In the ROC analyses, AUCs were just below 0.60 for Frequency and Expenditure and for Duration, Number of gambling formats and Wager AUC were around 0.65. Although AUC of 0.60 is considered adequate for longitudinal prediction (Currie et al., 2017), these AUC values are somewhat lower than previous research with data from prevalence studies, which is surprising given that the current objectively recorded gambling data include less measurement error than reported data. However, because only the individuals gambling with NT was captured, gambling on other platforms may also be contributing to gambling-related harms. In previous risk curve analyses using prevalence data, all gambling is normally included in an individual's self-report, albeit influenced by memory and other reporting biases.

The suggested low-risk limits in the present study are higher than limits suggested by the lower risk guidelines derived from international data sets (Young et al., 2022) and those identified by Currie et al. (2017). In contrast, the limits for frequency and wager are lower and net loss higher compared to Louderback et al. (2021) who also used data from a gambling company versus prevalence survey data. Their datasets are older, from between the years 2005 and 2011, which partly could explain the differences. In addition, Bwin and NT's have different returns to the player. As a monopoly company, NT has lower return to player than common offshore companies, partly due to product mix. This in turn yields higher net losses for the same wager.

The low-risk limits for 18–25 years old presented in this study are significantly lower than the low-risk limits based on the whole sample. This is unsurprising since younger people are more vulnerable to gambling problems and generally have fewer financial resources. This result indicates that one should consider special low-risk recommendations for younger persons.

One notable observation of these findings is that there is a significant number of gamblers experiencing harm in the reference groups which reflect gambling levels well below the suggested cut-offs. Those gambling below low-risk levels and experiencing harm tend to be younger and playing high-risk games to a greater extent than those playing below low-risk limits with no harm.
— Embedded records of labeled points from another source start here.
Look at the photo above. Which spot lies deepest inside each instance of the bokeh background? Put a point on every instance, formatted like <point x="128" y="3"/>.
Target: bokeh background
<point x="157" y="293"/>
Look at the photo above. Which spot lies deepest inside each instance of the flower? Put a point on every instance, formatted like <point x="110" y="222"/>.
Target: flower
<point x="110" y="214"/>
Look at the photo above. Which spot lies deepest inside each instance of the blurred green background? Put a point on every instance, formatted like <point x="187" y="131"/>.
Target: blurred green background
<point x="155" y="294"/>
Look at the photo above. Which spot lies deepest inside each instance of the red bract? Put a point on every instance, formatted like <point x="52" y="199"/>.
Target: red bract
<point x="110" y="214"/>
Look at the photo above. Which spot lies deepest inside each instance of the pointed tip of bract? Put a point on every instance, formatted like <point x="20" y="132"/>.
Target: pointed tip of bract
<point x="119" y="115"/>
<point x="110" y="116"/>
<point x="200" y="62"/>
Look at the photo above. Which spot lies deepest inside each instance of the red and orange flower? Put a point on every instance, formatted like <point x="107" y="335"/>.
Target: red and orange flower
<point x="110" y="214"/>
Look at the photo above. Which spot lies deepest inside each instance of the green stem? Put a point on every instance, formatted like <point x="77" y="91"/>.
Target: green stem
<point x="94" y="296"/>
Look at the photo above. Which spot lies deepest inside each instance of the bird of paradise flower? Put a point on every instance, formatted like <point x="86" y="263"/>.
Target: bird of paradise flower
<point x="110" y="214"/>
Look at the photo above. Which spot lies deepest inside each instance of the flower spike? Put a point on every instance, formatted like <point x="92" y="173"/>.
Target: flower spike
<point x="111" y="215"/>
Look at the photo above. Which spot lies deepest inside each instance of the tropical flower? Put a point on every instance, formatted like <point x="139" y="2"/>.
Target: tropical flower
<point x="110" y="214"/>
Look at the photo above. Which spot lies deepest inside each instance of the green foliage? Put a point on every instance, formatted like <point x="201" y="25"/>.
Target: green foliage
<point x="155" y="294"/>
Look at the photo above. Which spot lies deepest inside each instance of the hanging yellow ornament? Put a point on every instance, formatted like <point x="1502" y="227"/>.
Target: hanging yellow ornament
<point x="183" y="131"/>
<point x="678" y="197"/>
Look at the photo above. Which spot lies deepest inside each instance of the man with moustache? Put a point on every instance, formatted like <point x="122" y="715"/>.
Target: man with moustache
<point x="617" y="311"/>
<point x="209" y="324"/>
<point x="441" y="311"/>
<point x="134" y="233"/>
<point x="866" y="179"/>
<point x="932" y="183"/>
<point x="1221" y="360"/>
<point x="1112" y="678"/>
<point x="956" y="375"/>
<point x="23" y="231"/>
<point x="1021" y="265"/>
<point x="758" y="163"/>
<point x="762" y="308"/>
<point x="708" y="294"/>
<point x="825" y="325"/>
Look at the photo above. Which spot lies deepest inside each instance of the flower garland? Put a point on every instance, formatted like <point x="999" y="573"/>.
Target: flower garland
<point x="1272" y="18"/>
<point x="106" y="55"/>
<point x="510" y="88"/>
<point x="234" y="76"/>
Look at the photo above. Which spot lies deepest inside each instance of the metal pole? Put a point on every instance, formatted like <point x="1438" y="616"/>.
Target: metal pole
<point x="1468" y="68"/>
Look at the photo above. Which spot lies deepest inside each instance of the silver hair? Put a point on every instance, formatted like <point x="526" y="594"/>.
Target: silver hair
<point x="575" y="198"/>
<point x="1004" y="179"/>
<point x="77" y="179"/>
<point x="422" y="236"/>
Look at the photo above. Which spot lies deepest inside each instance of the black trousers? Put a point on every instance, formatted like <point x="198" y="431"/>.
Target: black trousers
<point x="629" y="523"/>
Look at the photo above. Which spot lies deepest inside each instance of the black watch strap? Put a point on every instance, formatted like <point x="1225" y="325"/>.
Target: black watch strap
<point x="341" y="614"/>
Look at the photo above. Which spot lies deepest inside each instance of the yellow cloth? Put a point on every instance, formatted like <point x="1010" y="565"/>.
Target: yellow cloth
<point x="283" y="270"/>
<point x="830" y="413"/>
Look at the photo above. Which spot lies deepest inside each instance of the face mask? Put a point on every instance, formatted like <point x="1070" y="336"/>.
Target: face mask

In fact, even at the lowest levels of gambling, at least 5% and typically 10% of individuals report harm. This could partly be explained by the fact that many customers at NT also play at other companies. It is also a consequence of using a relative risk approach to cut-off development which identifies a threshold that optimizes the identification of harm versus no harm, above and below the cut-off. It does not determine the best cut-off that prevents all harm.

The shape of risk curves for gambling problems and their meaning have been subject to debate. The risk curves presented by Currie et al. (2009, 2012, 2017) for different gambling behaviours were J-shaped. Markham et al. (2016) found r-shaped risk curves for gambling frequency in three different countries and a linear risk curve in Norway. Using quintiles on the x-axis, Louderback et al. (2021) describe the risk curves as J-shaped when using online gambling data, but these could also be described as having a shape fairly close to linear. In the present study, the shapes of most risk curves show a rather stable harm level up to a certain point, from which the increase in harm is fairly linear. From a gambling company's perspective, this indicates that customers at-risk of harm can be found at all levels of consumption. This is contrary to the “Reno Model” (Blaszczynski, Ladouceur, & Shaffer, 2004) that recommends that social gamblers should not be subject to prevention measures that might disturb their play. In a gambling market where gambling through the internet has become increasingly available and most gamblers are active at several companies, minimizing harm is important for all customers.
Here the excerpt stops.